Advertisement

Uganda traders in a fix over tight rules on China imports

Sunday April 07 2024
ura

Uganda Revenue Authority (URA) staff at the Electronic Cargo Tracking System office in Kampala, Uganda. PHOTO | FILE | NMG

By BERNARD BUSUULWA

Ugandan small-scale traders who buy goods from China are grappling with gaps in cargo documentation, rising import tax bills and bureaucracy even with advanced trade management tools from the taxman.

A directive by the Uganda Revenue Authority (URA) that requires importers to submit master and house bills of lading for all cargo containers arriving in the country, has left the traders who prefer consolidation of cargo in a dilemma.

A master bill of lading refers to a freight document that provides details about the ownership of goods packed in a container, names of the shipping company, cargo destination, supplier’s names and Cost Insurance Freight (CIF) value among others.

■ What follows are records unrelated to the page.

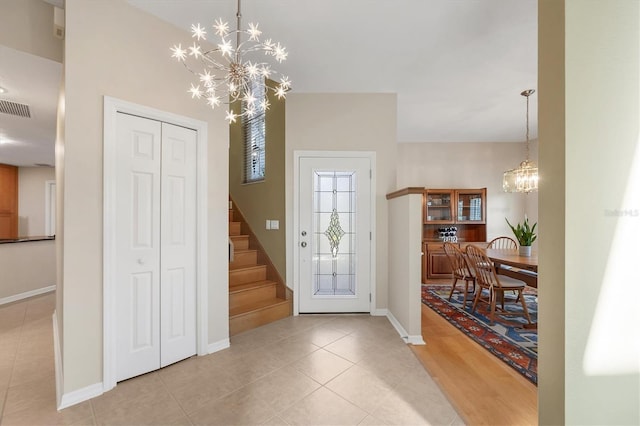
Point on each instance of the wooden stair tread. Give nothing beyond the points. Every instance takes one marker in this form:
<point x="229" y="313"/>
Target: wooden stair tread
<point x="248" y="267"/>
<point x="240" y="251"/>
<point x="256" y="306"/>
<point x="250" y="286"/>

A house bill of lading refers to a freight document that gives a breakdown of batches of goods consolidated in a single container, owners’ names and addresses plus their purchase values.

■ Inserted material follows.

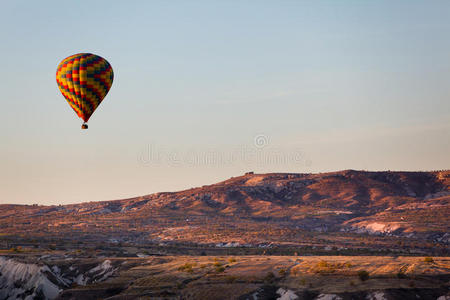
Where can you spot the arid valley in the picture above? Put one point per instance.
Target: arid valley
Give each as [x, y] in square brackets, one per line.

Read: Uganda asks China for more market access

“A cargo container that arrives in the country must have a master’s bill of lading and a house bill of lading attached to it in case of multiple batches of cargo. But some containers arrive from China with a master’s bill of lading while the house bills of lading are missing.

Advertisement

So, how do you tell that certain cargo in a container belongs to someone downtown?” said Abel Kagumire, URA’s Commissioner for Customs.

He added: “We usually ask for cargo delivery notes from affected traders but they cannot provide them either. We’ve discussed this matter with Kampala City Traders Association (Kacita) for the past 10 years to no avail. In fact, I’m going to block some of the clearing agents that handle such cargo containers.”

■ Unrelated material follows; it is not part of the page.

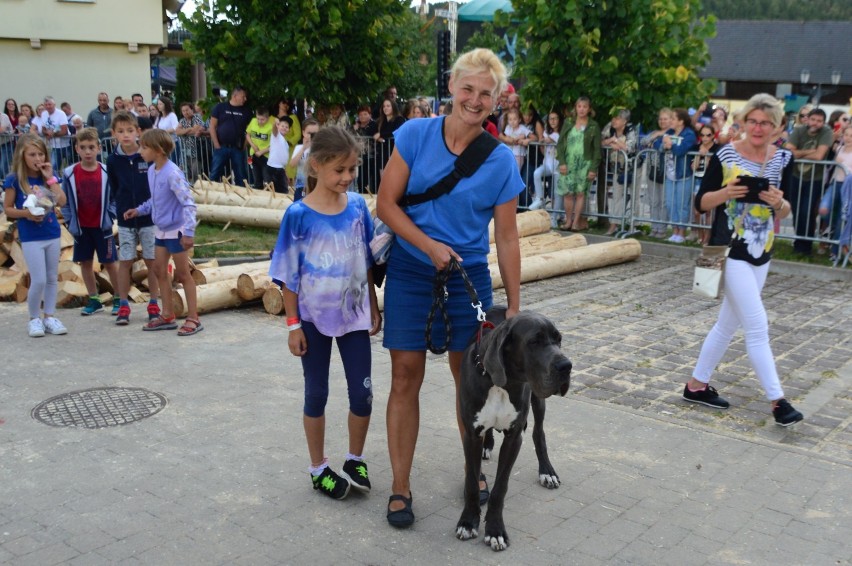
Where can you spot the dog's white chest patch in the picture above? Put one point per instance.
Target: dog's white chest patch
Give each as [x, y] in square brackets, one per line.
[497, 412]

Failure to provide house bills of lading among small scale importers has led to prolonged turnaround times for clearance of import cargo, considerable warehousing fees incurred by affected traders and cases of prohibitive, import tax bills, local sources indicated.

“URA takes several days to verify house bills of lading and this leads to high costs of warehousing for goods awaiting clearance at customs offices and import tax bills sometimes exceed purchase value of one’s cargo. Some traders are ignorant about customs clearance procedures and this causes huge business expenses,” said Jacqueline Namakula, a local shoe importer.

“The stiff tax regime has pushed local traders to the wall and most of them have resorted to consolidating import cargo in order to make ends meet. That is why you find a single ‘40’ feet container loaded with many batches of cargo that belong to 30 different traders in this town! How do you mobilise house bills of lading for all those goods in a short time?” said Issa Sekitto, spokesperson for Kacita.

Read: Uganda proposes new taxes on key products

But URA insists on the documentation.

“Asking for house bills of lading for container cargo helps URA minimise distortions between traders’ customs declarations and domestic tax returns. Some traders collude with Chinese agents to distort import values for their cargo in order to slash their tax bills. This has compelled URA to cross check import values using its own channels,” explained Jet Tusabe, tax director at BDO Uganda.

Recent technology investments made in URA’s customs system include software upgrades on the Asycuda World transaction platform and establishment of a National Targeting Centre that monitors suspicious cargo movements and non-intrusive scanners capable of screening cargo delivered at border stations in real time.